Collision Resolution in Hash Tables

Introduction

I’ve spent the last few days having fun revisiting and implementing data structures. Recently I’ve gathered that the industry standard method for resolving collisions in hash tables is to store a linked list at each index of the hash table. This implementation is efficient and satisfactory, but I would like to propose another efficient and perhaps more elegant solution.

Two prefaces before I begin:

This post assumes you, the reader, already know how to implement a hash table. This post is about an alternate method of collision resolution, not hash tables in general.
I did not come up with my proposal. I learned it from Andrew Cencini (Bennington College professor and co-founder of Vapor.io). I’m just interested in putting a really clear explanation/example out on the web.

Inserting Information

Since I’m writing this with the assumption you know how to implement a hash table, I’ll abstract away all the actual hashing for now. So we start with an empty hash table (aka array).

empty hash table

We hash a key and put the key/value pair in the resulting index. For the purposes of this example, the key “Harry” has hashed to index 5 and we have put the tuple [“Harry”, “Potter”] in index 5 of the hash table.

first hash table

Now, to get to the interesting part, we put another key/value pair into our hash table, and it causes a collision. Key: “Minerva” (with a value of “McGonagall”) happened to hash to index 5 has well.

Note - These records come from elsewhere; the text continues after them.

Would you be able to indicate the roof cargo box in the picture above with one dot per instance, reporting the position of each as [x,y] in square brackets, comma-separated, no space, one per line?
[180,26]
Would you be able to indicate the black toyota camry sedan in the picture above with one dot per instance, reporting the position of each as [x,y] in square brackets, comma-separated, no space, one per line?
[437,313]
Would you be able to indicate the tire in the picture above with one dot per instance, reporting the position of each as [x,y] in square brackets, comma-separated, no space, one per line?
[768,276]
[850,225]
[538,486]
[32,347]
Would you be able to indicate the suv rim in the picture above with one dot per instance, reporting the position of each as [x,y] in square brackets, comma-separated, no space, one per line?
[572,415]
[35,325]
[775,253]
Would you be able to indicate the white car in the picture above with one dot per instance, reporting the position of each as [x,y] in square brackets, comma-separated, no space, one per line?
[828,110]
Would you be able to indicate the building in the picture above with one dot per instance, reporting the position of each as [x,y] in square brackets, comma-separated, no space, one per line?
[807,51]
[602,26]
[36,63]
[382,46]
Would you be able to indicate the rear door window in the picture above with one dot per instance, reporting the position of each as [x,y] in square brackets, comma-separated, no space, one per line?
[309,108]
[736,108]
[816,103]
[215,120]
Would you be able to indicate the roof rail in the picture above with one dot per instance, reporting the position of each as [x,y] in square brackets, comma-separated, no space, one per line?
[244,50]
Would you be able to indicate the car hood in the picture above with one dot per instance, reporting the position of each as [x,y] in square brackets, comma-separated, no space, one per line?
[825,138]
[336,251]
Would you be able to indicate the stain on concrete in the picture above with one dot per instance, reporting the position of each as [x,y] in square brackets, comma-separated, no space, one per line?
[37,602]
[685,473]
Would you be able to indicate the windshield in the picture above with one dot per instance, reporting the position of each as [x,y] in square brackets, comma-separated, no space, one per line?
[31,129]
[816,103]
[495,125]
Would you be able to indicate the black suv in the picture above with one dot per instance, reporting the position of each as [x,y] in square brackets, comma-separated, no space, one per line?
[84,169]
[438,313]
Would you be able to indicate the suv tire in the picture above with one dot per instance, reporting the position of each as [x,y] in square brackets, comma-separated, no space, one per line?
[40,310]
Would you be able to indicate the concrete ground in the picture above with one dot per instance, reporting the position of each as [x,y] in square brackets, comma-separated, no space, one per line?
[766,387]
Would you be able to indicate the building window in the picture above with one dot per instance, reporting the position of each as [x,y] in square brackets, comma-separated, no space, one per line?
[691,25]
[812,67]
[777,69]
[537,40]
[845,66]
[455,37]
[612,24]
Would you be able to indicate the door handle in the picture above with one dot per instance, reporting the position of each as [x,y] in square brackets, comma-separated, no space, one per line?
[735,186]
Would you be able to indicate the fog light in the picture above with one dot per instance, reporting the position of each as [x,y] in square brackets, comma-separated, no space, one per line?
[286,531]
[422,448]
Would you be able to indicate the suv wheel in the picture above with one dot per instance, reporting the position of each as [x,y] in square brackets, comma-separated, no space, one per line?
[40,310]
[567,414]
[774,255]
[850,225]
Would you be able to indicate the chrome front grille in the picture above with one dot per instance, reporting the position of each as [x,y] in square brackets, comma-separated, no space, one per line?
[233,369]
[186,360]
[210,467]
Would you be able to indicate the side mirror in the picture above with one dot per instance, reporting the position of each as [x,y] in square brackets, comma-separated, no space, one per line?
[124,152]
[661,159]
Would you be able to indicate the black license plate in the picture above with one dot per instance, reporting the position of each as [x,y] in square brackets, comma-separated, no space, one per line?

Instead of using a linked list here, we are going to try to put Minerva McGonagall at another index in the hash table. The change in index needs to be consistent and predictable, so when we go to look up McGonagall, we won’t just stop at the index to which it originally hashed.

For the purposes of simple implementation, we’re going to add 1 to the index and put McGonagall at index 6. This is called linear probing. To fully support this implementation, we’ll also implement contingency plans so that insertion after the end of the hash table simply wraps around to the beginning.

To recap: [“Harry”, “Potter”] has been inserted at index 5. [“Minerva”, “McGonagall”] was going to be inserted at index 5, but that index is already occupied, so [“Minerva”, “McGonagall”] will be inserted at index (5 + 1), or 6.

second hash table

Retrieving Information

When we go to retrieve [“Harry”, “Potter”], we re-hash “Harry” and find the index of 5 again. [“Harry”, “Potter”] is actually in index 5, so that is fine.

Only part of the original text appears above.